There appears to be no companion legislation in the Senate.
In a July 9 post on X, U.S. Education Secretary Linda McMahon praised the House Education Workforce Committee’s legislation announcement, calling it a “historic step to reduce federal education bureaucracy.”
Legislation to explicitly shutter the Education Department has also been proposed multiple times in Congress without gaining much support. Closing the department would specifically require a Senate supermajority of 60 votes. The July 9 bills that would codify the interagency agreements do not propose the actual shuttering of the Education Department.
Other major efforts to downsize the Education Department came last year when the agency reduced its staff from 3,902 to 1,579 between Jan. 20, 2025, and March 31, 2025 — a 40% cut of its overall workforce, according to a June report from the department’s Office of Inspector General.
The staff downsizing also led to the elimination of several suboffices in 15 of the 17 offices within the Education Department during that same timeframe, OIG said. That includes some that “appear to have been performing statutory functions or oversight and monitoring functions,” said the independent watchdog of the agency.

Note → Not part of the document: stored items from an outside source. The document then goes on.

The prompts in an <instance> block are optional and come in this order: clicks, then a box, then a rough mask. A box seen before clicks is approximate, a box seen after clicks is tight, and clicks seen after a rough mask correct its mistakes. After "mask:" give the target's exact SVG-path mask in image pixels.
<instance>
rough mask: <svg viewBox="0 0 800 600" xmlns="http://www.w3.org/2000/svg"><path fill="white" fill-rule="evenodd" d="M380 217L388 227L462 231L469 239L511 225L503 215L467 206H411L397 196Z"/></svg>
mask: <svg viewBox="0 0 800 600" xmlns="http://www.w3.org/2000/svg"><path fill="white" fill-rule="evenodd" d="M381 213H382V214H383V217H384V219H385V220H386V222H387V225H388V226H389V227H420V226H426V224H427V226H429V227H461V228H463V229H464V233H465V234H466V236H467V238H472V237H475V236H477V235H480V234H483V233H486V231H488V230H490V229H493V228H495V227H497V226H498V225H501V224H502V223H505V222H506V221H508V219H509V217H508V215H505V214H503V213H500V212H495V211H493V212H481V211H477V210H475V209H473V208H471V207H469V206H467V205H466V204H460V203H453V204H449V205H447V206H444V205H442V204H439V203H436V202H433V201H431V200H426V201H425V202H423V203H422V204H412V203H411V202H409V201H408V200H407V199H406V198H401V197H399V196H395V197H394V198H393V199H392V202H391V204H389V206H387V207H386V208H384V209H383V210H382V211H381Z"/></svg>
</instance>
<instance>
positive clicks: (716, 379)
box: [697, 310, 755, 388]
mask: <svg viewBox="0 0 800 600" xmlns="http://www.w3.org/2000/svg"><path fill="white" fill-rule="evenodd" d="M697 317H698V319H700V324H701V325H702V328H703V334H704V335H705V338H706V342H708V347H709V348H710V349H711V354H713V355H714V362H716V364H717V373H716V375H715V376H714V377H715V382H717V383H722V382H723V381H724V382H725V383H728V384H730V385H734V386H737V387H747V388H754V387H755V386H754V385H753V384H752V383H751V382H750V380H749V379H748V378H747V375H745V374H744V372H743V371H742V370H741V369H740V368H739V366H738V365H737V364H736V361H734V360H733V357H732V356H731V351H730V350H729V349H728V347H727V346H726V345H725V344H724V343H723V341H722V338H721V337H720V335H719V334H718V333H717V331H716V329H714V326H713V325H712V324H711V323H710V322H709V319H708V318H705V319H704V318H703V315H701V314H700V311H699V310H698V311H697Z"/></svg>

The OIG report added that the Education Department did not provide “corroborating evidence” that it kept performing certain statutory responsibilities after the March 2025 reduction-in-force, but the Education Department said it remains compliant with its statutory responsibilities.
Rachel Gittleman, president of the American Federation of Government Employees Local 252, which is the union representing current, terminated and retired Education Department employees, said in a June 10 statement that the new Republican legislative package would “create many more layers of red tape” rather than reduce federal bureaucracy.
“States, grantees and taxpayers are already paying the price for education programs being unlawfully transferred to other federal agencies: funding delays, confusion and chaos for both employees and the public, wasted taxpayer dollars, and no accountability or oversight,” Gittleman said. “This new legislation will not make the system more efficient — it will break it.”
Democratic lawmakers have continued to denounce the downsizing efforts by the Trump administration. That includes Rep. Bobby Scott, D-Va., ranking member of the House Education and Workforce Committee, who said in a July 10 statement that the 10 recently introduced bills would “dismantle” the Education Department and “offload critical offices to agencies that are ill-equipped to carry out core duties.”